3. Visible policy and routing state

  • Operators must be able to see resource sensitivity, whether content is local-only or cloud-eligible, and when redaction is applied.
  • AI-related views must make it obvious that summaries are policy-shaped and not raw unrestricted data egress.

4. Governed action UX

  • Actions must be shown as declared capabilities on resources.
  • The UI must distinguish planning, dry-run, approval waiting, execution, and audited completion states.
  • Approval surfaces must align with the canonical action model rather than remaining a Patrol-only side path.

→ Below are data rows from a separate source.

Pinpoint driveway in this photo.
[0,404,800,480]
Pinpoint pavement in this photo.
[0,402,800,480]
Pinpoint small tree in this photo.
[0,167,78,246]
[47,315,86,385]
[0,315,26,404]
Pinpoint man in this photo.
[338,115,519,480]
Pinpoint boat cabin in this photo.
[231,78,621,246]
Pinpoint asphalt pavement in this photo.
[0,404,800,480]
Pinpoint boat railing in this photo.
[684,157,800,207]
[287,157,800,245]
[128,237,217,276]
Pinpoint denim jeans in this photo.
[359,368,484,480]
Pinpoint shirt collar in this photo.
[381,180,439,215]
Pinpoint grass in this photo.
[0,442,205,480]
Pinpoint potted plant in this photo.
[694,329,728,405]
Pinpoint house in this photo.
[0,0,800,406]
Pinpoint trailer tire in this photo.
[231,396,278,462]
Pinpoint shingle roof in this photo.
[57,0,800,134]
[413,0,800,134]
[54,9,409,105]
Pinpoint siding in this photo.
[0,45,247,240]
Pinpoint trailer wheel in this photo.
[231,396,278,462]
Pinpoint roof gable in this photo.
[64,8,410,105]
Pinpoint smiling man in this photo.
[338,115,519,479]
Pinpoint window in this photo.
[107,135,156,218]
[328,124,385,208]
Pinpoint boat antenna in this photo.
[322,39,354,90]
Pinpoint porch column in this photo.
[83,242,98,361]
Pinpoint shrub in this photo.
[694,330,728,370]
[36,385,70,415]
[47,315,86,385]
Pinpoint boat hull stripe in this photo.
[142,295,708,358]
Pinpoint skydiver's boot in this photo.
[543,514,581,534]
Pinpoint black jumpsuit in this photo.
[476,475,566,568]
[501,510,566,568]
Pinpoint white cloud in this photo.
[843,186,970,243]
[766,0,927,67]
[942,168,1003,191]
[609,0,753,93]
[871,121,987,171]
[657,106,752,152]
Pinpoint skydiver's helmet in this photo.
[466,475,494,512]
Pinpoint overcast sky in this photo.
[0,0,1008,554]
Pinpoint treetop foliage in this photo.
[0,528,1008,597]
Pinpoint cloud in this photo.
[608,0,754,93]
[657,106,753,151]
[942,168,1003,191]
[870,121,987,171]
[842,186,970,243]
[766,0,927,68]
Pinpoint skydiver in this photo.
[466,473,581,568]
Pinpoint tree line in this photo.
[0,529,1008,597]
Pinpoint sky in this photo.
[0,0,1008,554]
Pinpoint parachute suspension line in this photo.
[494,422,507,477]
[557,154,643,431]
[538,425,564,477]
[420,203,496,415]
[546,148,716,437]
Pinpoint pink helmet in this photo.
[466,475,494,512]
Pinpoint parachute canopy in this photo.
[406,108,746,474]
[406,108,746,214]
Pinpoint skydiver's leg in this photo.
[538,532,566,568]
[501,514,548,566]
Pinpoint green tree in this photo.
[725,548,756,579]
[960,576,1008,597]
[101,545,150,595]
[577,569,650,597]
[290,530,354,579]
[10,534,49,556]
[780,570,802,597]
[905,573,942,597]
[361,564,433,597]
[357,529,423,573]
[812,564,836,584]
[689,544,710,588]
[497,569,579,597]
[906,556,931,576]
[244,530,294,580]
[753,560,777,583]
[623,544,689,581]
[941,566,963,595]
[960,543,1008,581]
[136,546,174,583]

5. Fleet as a product area

  • The product must expose an explicit fleet surface for agent enrollment, health, drift, adapter status, rollout status, and credential issues.
  • Fleet management must feel central to the platform, not buried inside setup.

Explicit Deferrals

  • Broad autonomous remediation.
  • Full replacement of native vendor control planes.
  • Deep per-vendor feature parity beyond the canonical resource/policy model.
  • Heavy chat-first UX as the primary control surface.
  • Turning Pulse into the generic sandbox where arbitrary agents execute.
  • Full "private operational broker" scope in one release.

Governance Mapping

  • Resource change intelligence: retained as hidden backend foundations in the current L6/L13 overlap, while the surfaced lane stays deferred until the cross-resource investigation case is proven.
  • Policy-aware data governance: the next surfaced target after prerelease stabilization, promoted from the current L6/L14 overlap.
  • Action governance and auditability: promoted from the current L6/L14 trust surfaces and adjacent approvals work.
  • Fleet governance and rollout control: promoted from the current L16 floor.

These promotions are tracked in docs/release-control/v6/internal/status.json as coverage gaps and candidate lanes under the planned target v6-product-lane-expansion.